WhatsApp business cloud API - Different audio encoding for WhatsApp voice messages from android phone vs. windows desktop WhatsApp client
I am sending the audio file from a WhatsApp voice message (WhatsApp business cloud API) to google speech to text recognition. The very weird thing is that it works for voice messages sent from a windows whatsapp client. So having the official WhatsApp windows WhatsApp program send a voice message does work. But it does not work when sending the voice message from an android whatsapp app. So there seems to be different encoding for the voice audio file. Both have Opus Audio codec and both have sample rate of 48000 Hz. Both files can be played with VLC, but the android file is much smaller Any help or ideas on that?
Not sure if that info helps: The working audio file from windows whatsapp desktop has bits per sample 32. The not working one from android has no information about bits per sample.

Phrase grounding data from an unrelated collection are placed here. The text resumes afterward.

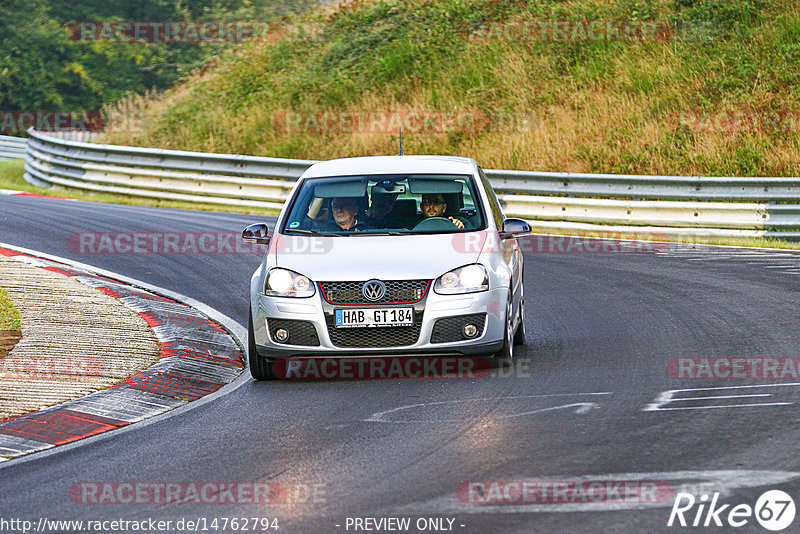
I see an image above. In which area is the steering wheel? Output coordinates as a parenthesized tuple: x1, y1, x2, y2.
(412, 217, 458, 232)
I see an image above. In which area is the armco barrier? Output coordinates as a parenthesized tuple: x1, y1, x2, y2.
(0, 135, 27, 160)
(22, 129, 800, 239)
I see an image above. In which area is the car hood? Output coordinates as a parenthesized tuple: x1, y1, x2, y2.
(273, 232, 486, 281)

Also the not working file is much smaller.
It happened to me too, you just need to convert the file to WAV and then you don't need to specify sampleRate nor encoding (source) when providing it to the google speech API.

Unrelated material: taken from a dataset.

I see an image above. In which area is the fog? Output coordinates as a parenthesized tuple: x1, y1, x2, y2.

For the conversion this answer worked for me, just change 'mp3' to 'wav'.
If another answer also answers this question, why not just flag or vote to close the question as a duplicate rather than post a low-quality answer?
@HovercraftFullOfEels because I think it may be helpful to have the answer here too for people looking for the specific problem of whatsapp API. Personally I was having problems deciding which format to convert the audio to (given that google accepts a range of codecs) and then what library to use to achieve the conversion easily ✌️ then I found this one that worked perfectly.